Progress isn’t made by early risers. It’s made by lazy men trying to find easier ways to do something.
— Robert Heinlen
Yesterday a friend came to me with a problem. He and his colleagues regularly make use of articles posted on a website. It’s a useful site, but it has two shortcomings. The first is that articles on the website are sometimes redacted. This is less-than-ideal—just because an article gets redacted doesn’t mean that they won’t be interested in it at some point in the future. The second is that the site’s search bar is terrible.
My friend wanted to solve both these problems at once by creating a mirror of the content. Roughly what he had in mind was a cronjob that polled the site for new updates every hour, and saved them to his machine as flat files. This way, no data would ever be lost, and he could search over it however he likes. He didn’t actually use the words “cronjob” or “polling”, but this is the solution I read between the lines. This all sounded reasonable enough, so I agreed to go down the cronjob rabbit hole for him.
Before you start scraping a site you should always read two things: the robots.txt file and the terms of service. The robots.txt was fairly unrestrictive; it didn’t mention the path containing the updates he was interested in. Similarly, the TOS suggested that not only were they okay with users making copies of the data, they encouraged it. In particular, you could request that updates be emailed to you.
At this point I realized I was going to do more harm than good. I suggested my friend fire me, set up a special purpose email account, and request that the organization send html copies of all their updates. This is a much better solution than running a cronjob on a Macbook. In addition to avoiding the edge cases and workarounds that come with a cronjob, you have a straightforward way to share the data with colleagues, and you can use your email client’s filtering and search functions to organize and find documents. By firing myself, I saved my friend hours of work, as well as the inevitable headache that would result when he missed an important update because his Macbook died.

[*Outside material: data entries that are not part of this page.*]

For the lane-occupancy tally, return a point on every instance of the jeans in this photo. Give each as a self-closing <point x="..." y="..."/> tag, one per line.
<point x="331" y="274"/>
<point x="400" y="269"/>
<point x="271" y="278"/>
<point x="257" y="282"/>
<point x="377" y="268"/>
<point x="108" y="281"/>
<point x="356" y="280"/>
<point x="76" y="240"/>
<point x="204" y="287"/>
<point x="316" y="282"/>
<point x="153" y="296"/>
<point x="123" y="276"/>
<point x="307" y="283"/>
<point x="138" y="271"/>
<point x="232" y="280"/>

I heard a good joke at work once: “How many programmers does it take to screw in a lightbulb? / Why are you talking about a lightbulb—what you need is light.” The second person, if profoundly annoying, is probably a dynamite programmer. The possibility of an easier way shouldn’t cross your mind on occasion. It should be front and centre, all the time, with respect to basically any problem you’re working on. I’m glad I didn’t end up helping my friend, and I hope that the next time he asks I don’t even consider it.